The proposed montage seems capable of enhancing right-hand motor imagery detection when the right-hand motor area is stimulated. Future research should be focused on applying higher currents over the feet motor cortex, which is deeper in the brain compared to the hand motor cortex, since it may allow observation of effects due to tDCS. Also, strategies for improving analysis of EEG respect to accuracy changes should be implemented.

Background

Transcranial direct current stimulation (tDCS) is a noninvasive technique for brain stimulation where direct current is supplied through two or more electrodes in order to modulate temporally brain excitability [12]. This technique has shown potential to improve motor performance and motor learning [345]. Hence, it could be applied in motor neurorehabilitacion [1]. However, tDCS effects vary depending on several factors, such as the size or position of the stimulation electrodes and the current intensity that is applied [6] or the mental state of the user [7]. Therefore, it should be considered that outcomes of tDCS studies are the result of different affected brain networks that may be involved in attention and movements, among other processes.

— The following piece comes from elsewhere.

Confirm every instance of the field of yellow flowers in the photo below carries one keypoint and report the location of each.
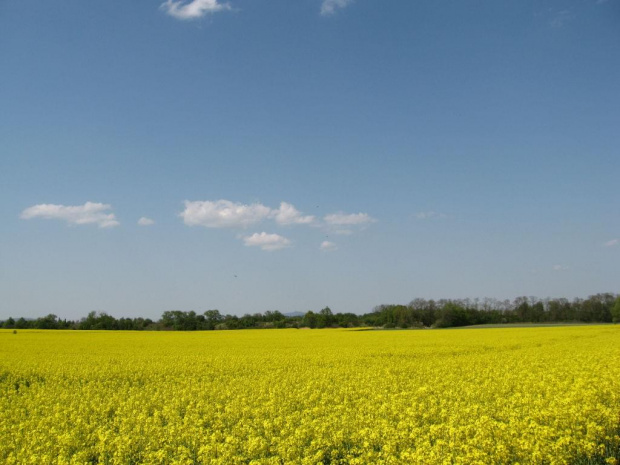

Volitional locomotion requires automatic control of movement while the cerebral cortex provides commands that are transmitted by neural projections toward the brainstem and the spinal cord. This control involves predictive motor operations that link activity from the cerebral cortex, cerebellum, basal ganglia and brainstem in order to modify actions at the spinal cord level [8]. In general, this set of structures can be considered to form a motor network that allow voluntary movement.

Different parts of the cerebral cortex participate in the performance of self-initiated movement, like the supplementary motor (SMA), the primary motor (M1) and premotor (PM) areas. It is known that M1 is activated during motor execution. Excitatory effects of M1 have been studied with anodal stimulation [6], finding that activation of this region is related to higher motor evoked potentials (MEPs) and an increment of force movement on its associated body part area [910]. Moreover, M1 seems to be critical in the early phase of consolidation of motor skills during procedural motor learning [11], i.e., the implicit skill acquisition through the repeated practice of a task [12].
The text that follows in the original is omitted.